Comics are a collaborative medium, and there's nothing quite like seeing fantastic creators team-up to make something new from the sum of their talents. When a powerhouse writer and a powerhouse artist -- like Grant Morrison and Frank Quitely, or Alan Moore and J.H. Williams III -- get together, people tend to expect big things. A slightly different situation is when an artist collaborates with another artist; sometimes one will ink the other's pencils, provide layouts, or even trade off doing entire pages.

What's more rare is what Cameron Stewart and Karl Kerschl did in the DC Comics book Assassin's Creed: The Fall, with the assistance of color art from Nadine Thomas: The two artists took their two styles and blended them into something entirely new.
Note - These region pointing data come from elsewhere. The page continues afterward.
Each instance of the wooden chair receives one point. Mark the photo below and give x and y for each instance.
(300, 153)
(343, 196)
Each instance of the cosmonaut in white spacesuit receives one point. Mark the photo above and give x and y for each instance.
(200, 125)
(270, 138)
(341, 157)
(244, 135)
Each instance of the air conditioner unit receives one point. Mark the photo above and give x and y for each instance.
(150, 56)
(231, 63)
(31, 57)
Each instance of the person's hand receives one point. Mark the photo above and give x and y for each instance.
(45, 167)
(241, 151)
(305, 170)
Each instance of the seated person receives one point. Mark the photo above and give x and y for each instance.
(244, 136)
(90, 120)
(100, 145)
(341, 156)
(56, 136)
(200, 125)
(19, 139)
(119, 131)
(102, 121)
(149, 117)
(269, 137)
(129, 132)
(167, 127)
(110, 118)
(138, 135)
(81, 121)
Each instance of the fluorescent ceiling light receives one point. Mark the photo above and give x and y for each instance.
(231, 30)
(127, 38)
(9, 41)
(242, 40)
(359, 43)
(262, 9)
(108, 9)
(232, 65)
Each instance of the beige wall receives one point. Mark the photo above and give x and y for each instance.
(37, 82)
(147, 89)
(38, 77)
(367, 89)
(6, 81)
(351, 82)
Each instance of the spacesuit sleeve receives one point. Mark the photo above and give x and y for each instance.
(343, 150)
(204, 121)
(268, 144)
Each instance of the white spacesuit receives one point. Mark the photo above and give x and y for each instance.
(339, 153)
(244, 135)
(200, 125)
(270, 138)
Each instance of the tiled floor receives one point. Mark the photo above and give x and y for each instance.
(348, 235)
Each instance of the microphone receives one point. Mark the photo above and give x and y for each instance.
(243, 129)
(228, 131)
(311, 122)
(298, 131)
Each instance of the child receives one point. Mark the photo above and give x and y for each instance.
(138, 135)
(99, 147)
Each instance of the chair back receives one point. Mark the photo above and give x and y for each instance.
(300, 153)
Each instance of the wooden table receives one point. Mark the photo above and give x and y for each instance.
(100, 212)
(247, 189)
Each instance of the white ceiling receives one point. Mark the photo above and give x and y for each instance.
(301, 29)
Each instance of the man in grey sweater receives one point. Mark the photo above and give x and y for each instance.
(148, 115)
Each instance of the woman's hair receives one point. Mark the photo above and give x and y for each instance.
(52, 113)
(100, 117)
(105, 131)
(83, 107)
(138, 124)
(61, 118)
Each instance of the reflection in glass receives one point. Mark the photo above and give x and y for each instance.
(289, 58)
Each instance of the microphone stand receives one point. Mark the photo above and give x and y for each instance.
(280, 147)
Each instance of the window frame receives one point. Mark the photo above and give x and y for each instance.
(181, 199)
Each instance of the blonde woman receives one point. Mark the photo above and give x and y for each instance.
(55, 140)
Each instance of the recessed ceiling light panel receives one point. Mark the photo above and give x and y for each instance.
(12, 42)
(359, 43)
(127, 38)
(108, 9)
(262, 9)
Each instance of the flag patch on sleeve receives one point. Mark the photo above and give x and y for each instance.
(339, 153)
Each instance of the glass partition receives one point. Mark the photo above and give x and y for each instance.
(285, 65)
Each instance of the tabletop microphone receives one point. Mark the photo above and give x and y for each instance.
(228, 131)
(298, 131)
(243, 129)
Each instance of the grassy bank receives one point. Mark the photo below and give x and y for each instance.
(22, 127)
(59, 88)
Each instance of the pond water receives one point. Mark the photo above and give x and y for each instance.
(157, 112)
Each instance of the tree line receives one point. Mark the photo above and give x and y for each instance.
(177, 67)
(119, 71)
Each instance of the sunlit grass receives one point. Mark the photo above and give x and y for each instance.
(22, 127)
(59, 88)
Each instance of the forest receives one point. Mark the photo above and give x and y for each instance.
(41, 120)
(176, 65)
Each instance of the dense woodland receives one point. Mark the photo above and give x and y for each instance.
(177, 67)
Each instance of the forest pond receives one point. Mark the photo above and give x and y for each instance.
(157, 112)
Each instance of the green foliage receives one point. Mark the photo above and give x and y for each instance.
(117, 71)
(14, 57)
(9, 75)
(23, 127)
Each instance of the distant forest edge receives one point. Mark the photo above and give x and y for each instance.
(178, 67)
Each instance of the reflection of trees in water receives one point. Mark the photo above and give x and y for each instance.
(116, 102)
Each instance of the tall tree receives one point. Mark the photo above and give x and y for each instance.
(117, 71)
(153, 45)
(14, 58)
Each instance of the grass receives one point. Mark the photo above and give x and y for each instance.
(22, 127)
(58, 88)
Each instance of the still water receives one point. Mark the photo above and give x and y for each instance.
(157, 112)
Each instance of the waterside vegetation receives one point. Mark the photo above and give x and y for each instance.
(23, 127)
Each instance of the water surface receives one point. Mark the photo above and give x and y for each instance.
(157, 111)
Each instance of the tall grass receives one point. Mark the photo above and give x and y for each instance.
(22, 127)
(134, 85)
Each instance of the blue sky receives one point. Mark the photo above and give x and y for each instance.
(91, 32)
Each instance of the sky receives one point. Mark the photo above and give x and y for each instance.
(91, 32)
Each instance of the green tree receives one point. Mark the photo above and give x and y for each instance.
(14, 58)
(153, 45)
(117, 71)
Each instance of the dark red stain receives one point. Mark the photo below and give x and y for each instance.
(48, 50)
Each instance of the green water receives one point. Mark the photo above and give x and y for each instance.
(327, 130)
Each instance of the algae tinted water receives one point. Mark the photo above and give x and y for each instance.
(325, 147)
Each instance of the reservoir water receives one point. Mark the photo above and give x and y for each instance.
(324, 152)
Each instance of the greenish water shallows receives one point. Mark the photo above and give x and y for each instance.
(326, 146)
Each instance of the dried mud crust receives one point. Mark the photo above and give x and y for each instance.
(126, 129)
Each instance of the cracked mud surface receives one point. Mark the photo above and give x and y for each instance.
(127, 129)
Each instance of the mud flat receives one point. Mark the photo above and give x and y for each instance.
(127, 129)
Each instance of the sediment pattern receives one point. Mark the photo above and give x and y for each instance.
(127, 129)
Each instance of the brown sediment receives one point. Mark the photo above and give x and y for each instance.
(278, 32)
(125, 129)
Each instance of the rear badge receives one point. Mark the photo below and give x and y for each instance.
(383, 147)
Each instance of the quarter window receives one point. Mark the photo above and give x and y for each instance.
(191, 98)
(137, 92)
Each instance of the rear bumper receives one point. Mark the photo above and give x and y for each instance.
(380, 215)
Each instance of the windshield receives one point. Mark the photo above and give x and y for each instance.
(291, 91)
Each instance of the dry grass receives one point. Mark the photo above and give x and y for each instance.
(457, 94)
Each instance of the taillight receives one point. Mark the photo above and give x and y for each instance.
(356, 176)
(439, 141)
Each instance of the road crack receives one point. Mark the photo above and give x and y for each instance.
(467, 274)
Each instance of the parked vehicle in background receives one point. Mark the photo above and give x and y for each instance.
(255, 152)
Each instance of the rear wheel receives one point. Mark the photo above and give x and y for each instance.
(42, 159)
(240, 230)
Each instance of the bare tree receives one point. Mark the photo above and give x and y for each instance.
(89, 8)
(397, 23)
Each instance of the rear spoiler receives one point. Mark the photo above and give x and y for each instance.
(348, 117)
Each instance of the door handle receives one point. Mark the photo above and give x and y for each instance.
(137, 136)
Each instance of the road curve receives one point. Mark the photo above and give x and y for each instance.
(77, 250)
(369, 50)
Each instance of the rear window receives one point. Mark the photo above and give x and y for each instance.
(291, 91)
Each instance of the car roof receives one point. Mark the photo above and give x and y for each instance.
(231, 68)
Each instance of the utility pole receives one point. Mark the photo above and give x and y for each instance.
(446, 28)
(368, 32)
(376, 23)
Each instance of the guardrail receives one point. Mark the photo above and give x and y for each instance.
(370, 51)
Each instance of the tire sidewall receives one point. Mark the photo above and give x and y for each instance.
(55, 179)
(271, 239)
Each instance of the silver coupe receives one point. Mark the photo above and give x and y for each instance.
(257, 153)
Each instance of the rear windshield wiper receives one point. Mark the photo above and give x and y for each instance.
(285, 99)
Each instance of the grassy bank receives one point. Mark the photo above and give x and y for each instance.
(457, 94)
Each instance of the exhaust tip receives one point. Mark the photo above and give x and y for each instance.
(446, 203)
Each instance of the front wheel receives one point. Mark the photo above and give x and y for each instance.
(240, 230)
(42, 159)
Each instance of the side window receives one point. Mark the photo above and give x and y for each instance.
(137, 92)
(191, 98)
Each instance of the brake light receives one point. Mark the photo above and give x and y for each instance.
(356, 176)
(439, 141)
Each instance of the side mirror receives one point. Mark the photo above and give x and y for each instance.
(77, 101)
Stewart and Kerschl truly collaborated on the pages, trading penciling, inking, and (presumably) layout duties over the course of the series. The result is a book that doesn't look like what you'd expect a Cameron Stewart or Karl Kerschl comic to look at, but still retains enough familiarity to indicate the handiwork of each of them.


Karl Kerschl's style -- or the style that I'm most familiar with -- is by far the more cartoony of the two. Kerschl's work wouldn't be out of place on a Saturday morning cartoon, or at the forefront of a big animated feature film. His characters tend to run skinny, but fit, and his faces warp under the pressure of the emotions they're conveying. Kerschl is expressive, and distorts anatomy to better serve the personality of the characters he's depicting.



Cameron Stewart's art is less cartoony, but still in the lane of artists like Mike Allred or Darwyn Cooke. He approaches realism in the proportion of his figures, but doesn't fully embrace it, like Bryan Hitch or Frank Quitely would. Instead, he gets just close enough to let your mind fill in the blanks, and he does it by layering on the little details. Stewart pops realistic clothing, believable facial expressions, haircuts people would actually have in real life, and fashion accessories into his art. It all clicks really well in the end, and Stewart's style is really a sublime mix of cartooning and realism.


On The Fall, these two men managed to combine their styles into something that was, if not greater than the sum of its parts, at least as good and entirely new. While reading, I couldn't help but try to figure out who did what. Stewart draws extraordinarily cute women, so my first thought was that all of the women must be his work. On closer examination, though, I could never say for sure. Occasionally there would be cheekbones, lips, or eyes that reminded me of his past work, but there was always something just a little bit off -- maybe the hair wasn't really in Stewart's style, or the structure of her face was a little too cartoony.


The lines between Kerschl and Stewart blur even more during the fight scenes. The deft choreography Stewart displayed in his run on Batman & Robin blends with Kerschl's flawlessly kinetic action, and is layered with Stewart's ability to lend his characters true weight, which in turn is combined with Kerschl's ability to showing us exactly what we need to see during a fight, even if it doesn't quite make sense at first glance.


Trying to deconstruct Kerschl and Stewart's hybrid work is like trying to figure out one of MC Escher's paintings. All of it wraps back in on itself, each part references another part, and actually pulling it apart to see how it works is essentially impossible. This is a good thing, mind you -- it adds another layer onto the experience of reading a comic, something akin to solving a puzzle or aggressively interrogating a work of art to see why it works so well. It almost forces you to take a closer look, just because the experience is so different from what you'd expect.


On top of the art fusion Stewart and Kerschl displayed here, they also cowrote the story, which is a tie-in to a popular and history-bending video game. The fact that they found space to experiment and evolve their own styles on what's generally the most corporate of comics projects. They proved that, together or apart, they are forces to be reckoned with. You should get familiar with them.